Tak terasa
waktu begitu cepat berlalu. Enam belas tahun yang lalu, ada seorang ibu guru
bernama Theresia berdiri di depan murid-murid kelas lima, sambil mengucapkan
suatu kebohongan kepada murid-muridnya, dia mengatakan bahwa dia akan mencintai
setiap anak didiknya tanpa pilih kasih!
Tetapi hal
tersebut hanyalah ucapan belaka, karena di baris yang paling depan duduk
seorang siswa bernama Teddy Sidharta.
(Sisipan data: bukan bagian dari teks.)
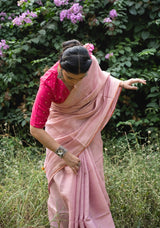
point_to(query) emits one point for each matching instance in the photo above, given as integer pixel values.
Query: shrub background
(133, 37)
Seorang siswa yang dekil dan tidak rapi
serta tidak perhatian di saat pelajaran.
Sesungguhnya
ibu guru Theresia sangat senang jika bisa menggunakan pena merah besarnya untuk
membubuhkan coretan silang besar di atas kertas ujian Teddy. Kemudian di
sebelah atas dari kertas ujian itu ia tulis dengan kalimat ‘TIDAK LULUS’.
Suatu hari,
ketika ibu guru Theresia sedang membaca dan memeriksa buku catatan dan
saran-saran setiap murid. Dia merasa sangat takjub terhadap komentar-komentar
yang telah diberikan oleh para wali kelas Teddy sebelumnya.
Komentar dari
guru wali kelas satu: “Teddy adalah anak yang pandai, raut wajahnya selalu
membawa senyuman, pekerjaan rumahnya sangat rapi, sangat berbudi bahasa, dia
membuat orang-orang yang berada di sekitarnya menjadi senang!”
Komentar yang
ditulis oleh guru wali kelas dua berbunyi: “Teddy adalah siswa yang terbaik.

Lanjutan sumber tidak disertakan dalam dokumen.